お利口さんの顔をして上目で見つめ、瞳に少しだけ熱を込めて。



 念を押したり強引に頷かせようとはせず大人しく待つあたしの期待を、老紳士は笑顔を浮かべたまま、あっさりとへし折った。



「申し訳ありません、レディ。今晩はもう帰らなければ。昨晩慣れない夜更かしをした反動で、眠くて仕方がないのです」



 掲げた右手で帽子を持ち上げ、穏やかな口元が別れの言葉を紡ぎ出す。



「今晩もとても楽しかったです。またお目にかかれる夜を楽しみにしています。おやすみなさい、レディ」



 少しの未練もないという様子で深く笑みを浮かべ、老紳士は手入れの行き届いた革靴を鳴らし、本当にその場を後にした。

あまりの去り際のよさに空気がしんと静まる。

あたしも何が起きたのか把握できず、ぽかんと口を開けてその背を見送った。



 老紳士の足音が遠ざかりその姿が見えなくなると、あたしの予定が空いたことを知った男たちが一斉に誘いをかけてきた。

頭の切り替えができないのは、取り残されたあたしだけだ。



 まさか断られるとは思わなかった。

突然現れて、あっさり去っていくなんて。

あたしを待ってプレゼントをよこすということは、あたしが欲しいという意味なんじゃないの?

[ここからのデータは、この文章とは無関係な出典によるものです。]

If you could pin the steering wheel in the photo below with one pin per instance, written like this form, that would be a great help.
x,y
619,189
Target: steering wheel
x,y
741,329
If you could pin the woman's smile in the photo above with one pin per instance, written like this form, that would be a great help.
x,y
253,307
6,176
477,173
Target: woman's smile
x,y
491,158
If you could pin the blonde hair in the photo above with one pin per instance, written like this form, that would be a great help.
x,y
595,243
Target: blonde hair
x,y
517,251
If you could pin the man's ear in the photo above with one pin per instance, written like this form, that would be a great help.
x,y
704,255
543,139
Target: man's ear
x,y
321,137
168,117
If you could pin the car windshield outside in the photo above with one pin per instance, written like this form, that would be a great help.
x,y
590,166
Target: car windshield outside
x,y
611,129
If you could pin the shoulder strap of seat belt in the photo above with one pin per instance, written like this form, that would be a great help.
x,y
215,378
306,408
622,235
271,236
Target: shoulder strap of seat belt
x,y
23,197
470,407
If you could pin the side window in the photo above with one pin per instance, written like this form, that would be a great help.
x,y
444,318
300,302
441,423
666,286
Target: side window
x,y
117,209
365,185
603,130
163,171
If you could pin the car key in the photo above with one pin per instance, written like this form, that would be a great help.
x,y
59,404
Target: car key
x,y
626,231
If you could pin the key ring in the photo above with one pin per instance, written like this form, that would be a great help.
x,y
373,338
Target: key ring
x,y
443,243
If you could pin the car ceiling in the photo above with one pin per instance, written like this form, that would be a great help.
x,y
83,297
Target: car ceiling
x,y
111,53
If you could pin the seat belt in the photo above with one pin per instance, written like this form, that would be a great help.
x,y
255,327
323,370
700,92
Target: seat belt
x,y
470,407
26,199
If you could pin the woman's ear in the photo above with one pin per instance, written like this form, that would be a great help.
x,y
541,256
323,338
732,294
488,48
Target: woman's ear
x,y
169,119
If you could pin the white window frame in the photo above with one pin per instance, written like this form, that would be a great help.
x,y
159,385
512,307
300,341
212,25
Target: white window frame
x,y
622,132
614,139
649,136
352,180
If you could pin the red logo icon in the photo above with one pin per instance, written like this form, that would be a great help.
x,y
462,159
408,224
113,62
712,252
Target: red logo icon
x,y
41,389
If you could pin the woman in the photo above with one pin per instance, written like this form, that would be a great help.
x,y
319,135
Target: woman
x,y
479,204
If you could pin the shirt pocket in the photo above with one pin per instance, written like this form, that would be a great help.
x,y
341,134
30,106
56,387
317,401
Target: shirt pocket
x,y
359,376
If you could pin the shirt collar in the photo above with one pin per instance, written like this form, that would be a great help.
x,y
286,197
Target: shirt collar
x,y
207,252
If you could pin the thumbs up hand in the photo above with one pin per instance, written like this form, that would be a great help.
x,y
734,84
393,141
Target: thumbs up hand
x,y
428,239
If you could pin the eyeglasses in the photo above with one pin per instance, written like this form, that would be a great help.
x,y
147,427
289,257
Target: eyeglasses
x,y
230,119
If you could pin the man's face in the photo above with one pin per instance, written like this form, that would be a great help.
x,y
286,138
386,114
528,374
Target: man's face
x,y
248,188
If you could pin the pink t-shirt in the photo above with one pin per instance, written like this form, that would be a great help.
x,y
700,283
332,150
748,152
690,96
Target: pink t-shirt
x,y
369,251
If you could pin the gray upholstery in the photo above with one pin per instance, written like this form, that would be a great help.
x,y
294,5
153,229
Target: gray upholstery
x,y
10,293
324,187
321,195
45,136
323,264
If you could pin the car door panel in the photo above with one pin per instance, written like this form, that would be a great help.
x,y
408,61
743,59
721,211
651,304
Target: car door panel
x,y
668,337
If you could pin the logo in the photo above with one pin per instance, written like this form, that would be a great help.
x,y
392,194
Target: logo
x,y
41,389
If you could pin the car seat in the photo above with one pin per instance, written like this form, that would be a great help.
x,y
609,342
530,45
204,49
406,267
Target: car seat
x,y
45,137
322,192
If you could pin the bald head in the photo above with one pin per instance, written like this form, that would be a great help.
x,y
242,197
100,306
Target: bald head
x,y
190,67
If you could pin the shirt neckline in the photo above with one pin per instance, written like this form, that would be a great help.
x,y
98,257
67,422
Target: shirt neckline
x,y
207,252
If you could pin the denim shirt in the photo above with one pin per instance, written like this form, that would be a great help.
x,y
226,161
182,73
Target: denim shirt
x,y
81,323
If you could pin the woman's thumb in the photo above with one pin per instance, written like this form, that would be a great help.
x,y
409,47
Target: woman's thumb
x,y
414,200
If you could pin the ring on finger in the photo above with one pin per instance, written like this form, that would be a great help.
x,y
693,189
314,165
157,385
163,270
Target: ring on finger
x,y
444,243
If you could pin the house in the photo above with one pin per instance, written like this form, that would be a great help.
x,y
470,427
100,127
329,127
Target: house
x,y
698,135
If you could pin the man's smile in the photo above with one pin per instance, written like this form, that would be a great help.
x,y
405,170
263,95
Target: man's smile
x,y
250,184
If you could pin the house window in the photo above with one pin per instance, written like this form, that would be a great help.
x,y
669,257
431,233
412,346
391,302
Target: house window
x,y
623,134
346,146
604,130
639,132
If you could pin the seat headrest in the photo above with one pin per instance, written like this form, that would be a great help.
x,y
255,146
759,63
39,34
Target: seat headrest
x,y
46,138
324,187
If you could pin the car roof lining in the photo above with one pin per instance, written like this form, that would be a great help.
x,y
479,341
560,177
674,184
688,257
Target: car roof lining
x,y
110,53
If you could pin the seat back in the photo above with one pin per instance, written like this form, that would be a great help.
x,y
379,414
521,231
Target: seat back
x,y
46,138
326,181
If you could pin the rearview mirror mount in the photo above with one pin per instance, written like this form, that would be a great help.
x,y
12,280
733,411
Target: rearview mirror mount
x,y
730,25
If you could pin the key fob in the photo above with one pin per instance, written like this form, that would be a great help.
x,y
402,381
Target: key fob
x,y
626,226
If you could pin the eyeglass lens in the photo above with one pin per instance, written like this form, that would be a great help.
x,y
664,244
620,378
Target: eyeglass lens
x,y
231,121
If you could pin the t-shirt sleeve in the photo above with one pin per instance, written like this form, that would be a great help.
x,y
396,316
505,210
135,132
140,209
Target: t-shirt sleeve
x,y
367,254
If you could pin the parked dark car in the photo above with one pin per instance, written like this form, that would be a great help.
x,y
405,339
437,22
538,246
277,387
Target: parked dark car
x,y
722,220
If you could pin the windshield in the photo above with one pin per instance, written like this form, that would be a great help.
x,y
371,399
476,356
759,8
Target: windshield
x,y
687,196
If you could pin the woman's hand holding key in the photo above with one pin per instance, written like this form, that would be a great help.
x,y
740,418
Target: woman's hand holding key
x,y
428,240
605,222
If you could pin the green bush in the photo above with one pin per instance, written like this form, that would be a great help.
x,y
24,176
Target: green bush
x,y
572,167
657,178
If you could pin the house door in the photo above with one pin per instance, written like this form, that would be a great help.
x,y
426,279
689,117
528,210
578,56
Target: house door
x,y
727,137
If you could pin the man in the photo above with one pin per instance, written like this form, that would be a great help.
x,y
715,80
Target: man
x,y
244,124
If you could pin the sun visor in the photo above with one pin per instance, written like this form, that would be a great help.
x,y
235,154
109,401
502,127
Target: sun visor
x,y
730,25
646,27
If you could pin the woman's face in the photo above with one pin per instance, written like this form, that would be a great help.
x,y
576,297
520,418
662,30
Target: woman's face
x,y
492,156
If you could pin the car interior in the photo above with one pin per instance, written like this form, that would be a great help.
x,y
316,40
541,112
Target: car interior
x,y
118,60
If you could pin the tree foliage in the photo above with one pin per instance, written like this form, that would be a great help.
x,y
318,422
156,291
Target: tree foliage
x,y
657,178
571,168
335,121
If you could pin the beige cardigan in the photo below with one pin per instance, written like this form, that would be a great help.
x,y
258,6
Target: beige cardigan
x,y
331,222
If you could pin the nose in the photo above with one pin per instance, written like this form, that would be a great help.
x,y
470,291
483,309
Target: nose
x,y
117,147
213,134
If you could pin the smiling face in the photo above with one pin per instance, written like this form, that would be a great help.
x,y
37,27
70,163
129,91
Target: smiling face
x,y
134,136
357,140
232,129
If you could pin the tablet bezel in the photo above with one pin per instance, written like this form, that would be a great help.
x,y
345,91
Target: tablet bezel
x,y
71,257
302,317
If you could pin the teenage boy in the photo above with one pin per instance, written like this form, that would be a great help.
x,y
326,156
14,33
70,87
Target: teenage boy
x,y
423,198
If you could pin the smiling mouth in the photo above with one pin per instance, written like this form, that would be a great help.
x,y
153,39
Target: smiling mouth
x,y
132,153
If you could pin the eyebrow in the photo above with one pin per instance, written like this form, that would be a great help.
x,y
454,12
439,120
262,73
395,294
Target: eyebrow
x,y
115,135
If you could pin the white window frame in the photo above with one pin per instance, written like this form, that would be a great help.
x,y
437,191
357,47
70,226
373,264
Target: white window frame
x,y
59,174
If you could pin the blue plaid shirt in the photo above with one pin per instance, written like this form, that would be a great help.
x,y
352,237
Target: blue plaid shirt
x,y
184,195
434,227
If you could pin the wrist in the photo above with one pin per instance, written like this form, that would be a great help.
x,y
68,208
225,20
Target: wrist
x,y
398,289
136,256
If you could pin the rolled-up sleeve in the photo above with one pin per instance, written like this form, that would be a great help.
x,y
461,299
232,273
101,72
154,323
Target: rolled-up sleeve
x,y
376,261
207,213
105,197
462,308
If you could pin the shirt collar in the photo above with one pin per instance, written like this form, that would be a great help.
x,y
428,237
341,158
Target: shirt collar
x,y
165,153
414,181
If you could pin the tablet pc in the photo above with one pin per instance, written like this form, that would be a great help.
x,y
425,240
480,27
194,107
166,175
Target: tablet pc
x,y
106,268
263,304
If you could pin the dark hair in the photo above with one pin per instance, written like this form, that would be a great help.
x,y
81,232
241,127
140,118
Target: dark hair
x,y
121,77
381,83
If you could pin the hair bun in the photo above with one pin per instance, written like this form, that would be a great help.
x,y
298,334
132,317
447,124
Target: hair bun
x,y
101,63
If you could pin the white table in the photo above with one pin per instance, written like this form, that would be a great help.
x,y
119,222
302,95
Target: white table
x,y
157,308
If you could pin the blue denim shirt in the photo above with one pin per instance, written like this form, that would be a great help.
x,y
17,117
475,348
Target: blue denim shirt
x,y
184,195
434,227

そうでなければ、あなたからの贈り物にはどんな意味があるっていうの?



 置いてきぼりにされた事実にも、周囲の騒々しさにも、だんだん腹が立ってきた。

大勢の男が見ている前であたしを振るなんて、いい度胸をしてるじゃないの。



「クルト、今夜はオレと」



 前に立った男の顔も見ず、胸ぐらを掴む程の勢いで力いっぱい誘いに乗った。



「ええ、行くわ。あなたはあたしとの夜を期待して、ここで待ってプレゼントをくれたのよね? そうよね?」



 あたしの気迫に押され、男はしどろもどろになりながら頷く。



「も、もちろんさ」

「それならあたしをとびきり楽しませてくれるんでしょう?」

「ああ、そのつもりだよ」



 嘆く男たちの声なんてもう耳には入らない。

無様に断られた事実なんてなかったことにして、一刻も早くここを離れたかった。

エスコートされるのを待っていられず、あたしの方から男の腕を引いて足早に歩き出した。





 その夜の恋人はとても優しい男だった。

生娘の相手にするように、時間をかけてあたしの身体を隅から隅まで温めてくれた。



 けれどどれだけ優しくされても、今夜のあたしはちっとも満足できなかった。

もちろん、恋人に選んだこの男のことを愛しく思う気持ちはある。

それなのに意識は度々途切れ、老紳士に断られた時の悔しさを思い出してはため息がもれそうだった。



 愛しい、愛しいと心の中で繰り返しながら、あたしは長い夜を消費した。

時折ちらつく白い後ろ姿なんて少しも気にならないと、自分自身にきつく言い聞かせて。